On this, the first day of National Reconciliation Week 2004, the Federal Government has formally started the process of abolishing the Aboriginal and Torres Strait Islander Commission (‘ATSIC’). Programs of ATSIC will be transferred into mainstream government agencies on 1 July while the Regional Councils will remain in existence for another 12 months.
The Anti Discrimination Commission of Qld has submitted an objection to Townsville City Council’s application to extend move-on powers in the region. The objection was founded on six key areas, focusing mainly upon the cultural significance for Indigenous people to meet in open places, the existence of sufficient powers to deal with unlawful public behaviour and the continued destruction by development of areas for Indigenous people to meet.

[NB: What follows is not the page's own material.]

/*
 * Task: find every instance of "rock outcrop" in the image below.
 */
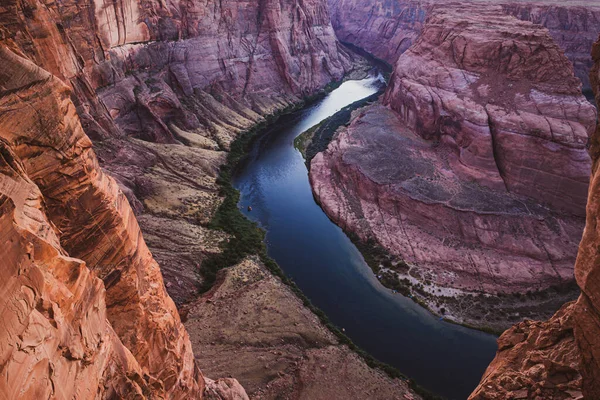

An Aboriginal ceremony at the Melbourne Museum has formed the first step in a call on the British Museum to return Aboriginal bark etchings made by the Dja Dja Wurrung tribe 150 years ago. Chairman of the North-West Aboriginal heritage board, Gary Murray, has called on the Prime Minister to request that the etchings, currently on display in the Melbourne Museum, and 500 Aboriginal remains still held by the British Museum, be returned.
The Victorian Government will give acknowledgment to the State’s Indigenous people in an amendment to Victoria’s Constitution. The amendment will ‘acknowledge that Victoria was established and the Constitution passed without proper consultation, recognition or involvement of the Aboriginal people of Victoria.’
A memorial to the stolen generation has been unveiled in Reconciliation Place in Canberra, Australian Capital Territory (‘ACT’). Another memorial, to land rights pioneer Vincent Lingiari and the first Aboriginal member of federal parliament, Neville Bonner has also been dedicated.